Margaret Thatcher may not have had the visceral or spiritual connection to Israel felt by Tony Blair or Gordon Brown but her premiership marked a sea-change within the Conservative Party, which has defined its policy ever since.
Mrs Thatcher's anti-Communism and uncompromising position on terrorism made her naturally lean towards Israel in the Middle East.
As the academic and former Israeli government adviser Jonathan Spyer has pointed out, UK policy in the Middle East can generally be divided between the "diplomatic approach", which allies itself with existing regimes or those it judges likely to seize power, and the "strategic" approach, which divides regimes into those judged moderate and those thought to be a threat.
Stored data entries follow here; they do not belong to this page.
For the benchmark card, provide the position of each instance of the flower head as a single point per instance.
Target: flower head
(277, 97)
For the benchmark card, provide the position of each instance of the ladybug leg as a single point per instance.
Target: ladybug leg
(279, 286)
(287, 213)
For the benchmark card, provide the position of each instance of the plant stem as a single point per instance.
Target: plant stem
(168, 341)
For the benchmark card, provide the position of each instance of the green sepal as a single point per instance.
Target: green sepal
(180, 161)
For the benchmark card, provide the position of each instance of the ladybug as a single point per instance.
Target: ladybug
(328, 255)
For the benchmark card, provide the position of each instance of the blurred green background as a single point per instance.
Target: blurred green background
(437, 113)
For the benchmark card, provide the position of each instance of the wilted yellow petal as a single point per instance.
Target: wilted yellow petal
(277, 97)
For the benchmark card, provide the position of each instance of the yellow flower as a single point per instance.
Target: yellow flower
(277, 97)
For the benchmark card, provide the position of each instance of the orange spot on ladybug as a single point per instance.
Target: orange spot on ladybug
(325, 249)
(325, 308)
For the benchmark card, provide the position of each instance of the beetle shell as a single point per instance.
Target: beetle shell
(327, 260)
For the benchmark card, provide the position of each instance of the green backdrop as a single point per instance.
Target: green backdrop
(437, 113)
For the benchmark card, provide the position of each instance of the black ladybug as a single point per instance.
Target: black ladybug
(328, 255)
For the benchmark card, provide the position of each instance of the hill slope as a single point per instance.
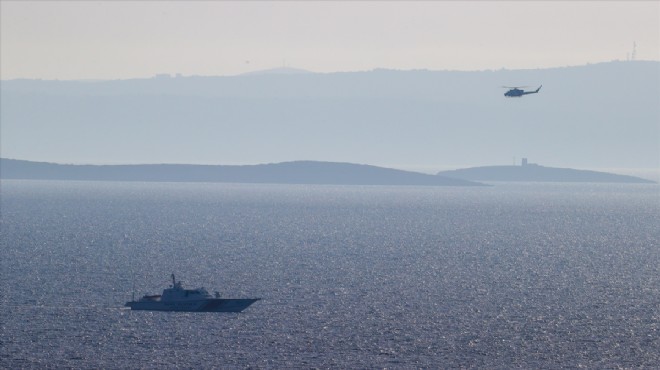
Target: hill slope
(536, 173)
(301, 172)
(600, 116)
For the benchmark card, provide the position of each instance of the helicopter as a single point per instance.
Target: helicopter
(516, 92)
The first approach has traditionally been promoted by the Foreign Office and is generally hostile to Israel, whereas the "strategic approach" has often been preferred by Downing Street and sees Israel as a natural ally (although Attlee and Heath were exceptions to this rule).
This did not mean that the Thatcher-era marked a golden era of UK-Israel relations. As the JC revealed in 2010, secret papers released by the National Archives showed that she thought Israeli Prime Minister Menachem Begin was the "most difficult" man she had to deal with, a man whose policy on West Bank settlements was "absurd".
In June 1981, she unleashed the full force of her fury at Israel after the bombing of Iraq's Osirak nuclear reactor. In 1983, she made plain her opposition to former Irgun fighter Eliahu Lankin becoming Israel's ambassador to the UK, as she viewed him as a terrorist. He later withdrew.
Despite a sometimes testy relationship with Israel itself, Mrs Thatcher embedded pro-Zionism within her party - and the essentially sympathetic approach of the Cameron-Osborne leadership of the Conservatives remains part of her political legacy.